Transparency in government hasn't extended to health care reform. Politicians in both the executive and legislative branches talk about reform, but just how it's going to be done hasn't trickled down to the masses. All we know is that the system is broken. All we're told is that it's going to be reformed by the end of the year while there's still political capital, or momentum, to do it. Anyone who questions how health care should be reformed is labeled as a fear monger, deceitful, or defender of the status quo.
Some of the most-balanced information--provided by both liberal and conservative thinkers--I've found about health care reform is here.
If you're looking for the brand of change advocated by ACORN, AFL-CIO, AFSCME, Americans United for Change, Campaign for America’s Future, Center for American Progress Action Fund, Campaign for Community Change, Children’s Defense Fund Action Council, Communications Workers of America, MoveOn.org, NAACP, National Council of La Raza, National Education Association, National Women’s Law Center, SEIU, UFCW, USAction, and Working America, go to this site. It's utopian plus being quick and painless.
There are some potential reforms not advanced by the president and Democratic members of Congress such as tort reform, moving the U.S. toward a stronger dollar that buys more, and letting the basic economic laws of supply and demand work. Who pays Medicare write-offs, a prime example of government price fixing? We all do. Costs for services not covered by Medicare go up. Any person who pays out of pocket or participates in a private health-care insurance program makes up the gap. When any person buys goods or services from a corporation or small business, they pay more for those items in order to cover the hike in health-care costs paid by those employers. If those higher costs can't be met by price increases, businesses close or move elsewhere where costs are less.
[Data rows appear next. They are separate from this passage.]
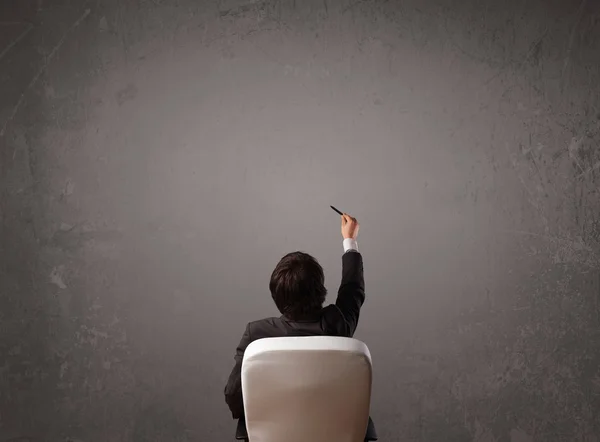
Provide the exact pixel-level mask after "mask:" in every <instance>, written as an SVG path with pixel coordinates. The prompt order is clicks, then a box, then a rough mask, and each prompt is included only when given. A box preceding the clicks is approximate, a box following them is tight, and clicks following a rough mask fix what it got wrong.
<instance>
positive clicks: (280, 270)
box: [269, 252, 327, 320]
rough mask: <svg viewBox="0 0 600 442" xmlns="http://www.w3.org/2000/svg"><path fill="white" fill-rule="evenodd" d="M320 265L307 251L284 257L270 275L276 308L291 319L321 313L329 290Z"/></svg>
mask: <svg viewBox="0 0 600 442" xmlns="http://www.w3.org/2000/svg"><path fill="white" fill-rule="evenodd" d="M324 282H325V276H324V274H323V267H321V265H320V264H319V262H318V261H317V260H316V259H315V258H313V257H312V256H310V255H309V254H308V253H304V252H292V253H288V254H287V255H285V256H284V257H283V258H281V260H280V261H279V263H278V264H277V266H276V267H275V270H273V273H272V274H271V281H270V282H269V290H271V296H272V297H273V301H275V305H276V306H277V308H278V309H279V311H280V312H281V313H282V314H283V315H284V316H286V317H287V318H288V319H292V320H298V319H304V318H308V317H310V316H312V315H314V314H316V313H317V312H319V311H320V310H321V307H322V306H323V302H325V297H326V296H327V289H326V288H325V285H324Z"/></svg>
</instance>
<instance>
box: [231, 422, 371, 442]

The U.S. health-care system does resemble one of my father's patched-together, stop-gap fences. It does need reform. Some "reforms" have already been tried--they aren't change. Keeping the nation's rapidly growing debt in mind, government's past reform efforts have failed. I'm indeed a cynic when it comes to blindly trusting the president or any members of Congress, Republican or Democratic, to pull it off before 2010. The only fix I can be optimistic about is to reduce government price meddling and regulation (Can you imagine just what the paper costs that health care providers give us to comply with HIPAA?) so that the laws of supply and demand work.
Reform starts with the individual. If the true costs of going to the doctor, not exercising, drinking sugar-loaded soft drinks, smoking, and all the pills the medicos push become evident, an individual will be at liberty to spend less and live better. That's true change.